Unnamed: 0.1,Unnamed: 0,title,text,label
0,8476,You Can Smell Hillary’s Fear,"Daniel Greenfield, a Shillman Journalism Fello...",FAKE
1,10294,Watch The Exact Moment Paul Ryan Committed Pol...,Google Pinterest Digg Linkedin Reddit Stumbleu...,FAKE
2,3608,Kerry to go to Paris in gesture of sympathy,U.S. Secretary of State John F. Kerry said Mon...,REAL
3,10142,Bernie supporters on Twitter erupt in anger ag...,"— Kaydee King (@KaydeeKing) November 9, 2016 T...",FAKE
4,875,The Battle of New York: Why This Primary Matters,It's primary day in New York and front-runners...,REAL


This dataset is very large and luckily it still has no missing values so without wasting any time let’s use the title column as the feature we need to train a machine learning model and the label column as the values we want to predict:

In [4]:
x = np.array(data["title"])
y = np.array(data["label"])

cv = CountVectorizer()
x = cv.fit_transform(x)

Now let’s separate the dataset into training and testing sets, and then we’ll use the Multinomial Naive Bayes algorithm to train the fake news detection model:

In [5]:
xtrain, xtest, ytrain, ytest = train_test_split(x, y, test_size=0.2, random_state=42)
model = MultinomialNB()
model.fit(xtrain, ytrain)
print(model.score(xtest, ytest))

0.8074191002367798


Now let’s test this model.
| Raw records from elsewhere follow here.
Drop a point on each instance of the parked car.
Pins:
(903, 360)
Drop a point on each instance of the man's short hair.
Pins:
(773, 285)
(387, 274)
To test our trained model, we’ll first write down the title of any news item found on google news to see if our model predicts that the news is real or not:

In [6]:
news_headline = "CA Exams 2021: Supreme Court asks ICAI to extend opt-out option for July exams, final order tomorrow"
data = cv.transform([news_headline]).toarray()

In [7]:
model.predict(data)

array(['REAL'], dtype='<U4')

Now we’re going to write a random fake news headline to see if the model predicts the news is fake or not:

In [8]:
news_headline = "Cow dung can cure Corona Virus"
data = cv.transform([news_headline]).toarray()

In [9]:
model.predict(data)

array(['FAKE'], dtype='<U4')

We’ll be using the **streamlit library** in Python to build an end-to-end application for the machine learning model to detect fake news in real-time.

In [None]:
import pandas as pd
import numpy as np
from sklearn.feature_extraction.text import CountVectorizer
from sklearn.model_selection import train_test_split
from sklearn.naive_bayes import MultinomialNB
data = pd.read_csv("news.csv")

x = np.array(data["title"])
y = np.array(data["label"])

cv = CountVectorizer()
x = cv.fit_transform(x)
xtrain, xtest, ytrain, ytest = train_test_split(x, y, test_size=0.2, random_state=42)
model = MultinomialNB()
model.fit(xtrain, ytrain)

import streamlit as st
st.title("Fake News Detection System")
def fakenewsdetection():
    user = st.text_area("Enter Any News Headline: ")
    if len(user) < 1:
        st.write("  ")
    else:
        sample = user
        data = cv.transform([sample]).toarray()
        a = model.predict(data)
        st.title(a)
fakenewsdetection()

We cannot run this code the same way we run our other Python programs. As we are using the streamlit library here, we you need to write a command mentioned below in our command prompt or terminal to run this code:

`streamlit run news.py`

Once this command executes, it will open a link on our default web browser that will display our output as a web interface for fake news detection, as shown below.

![image.png](attachment:image.png)

Now we can give input as a news headline and this application will show us if the news headline is fake or real.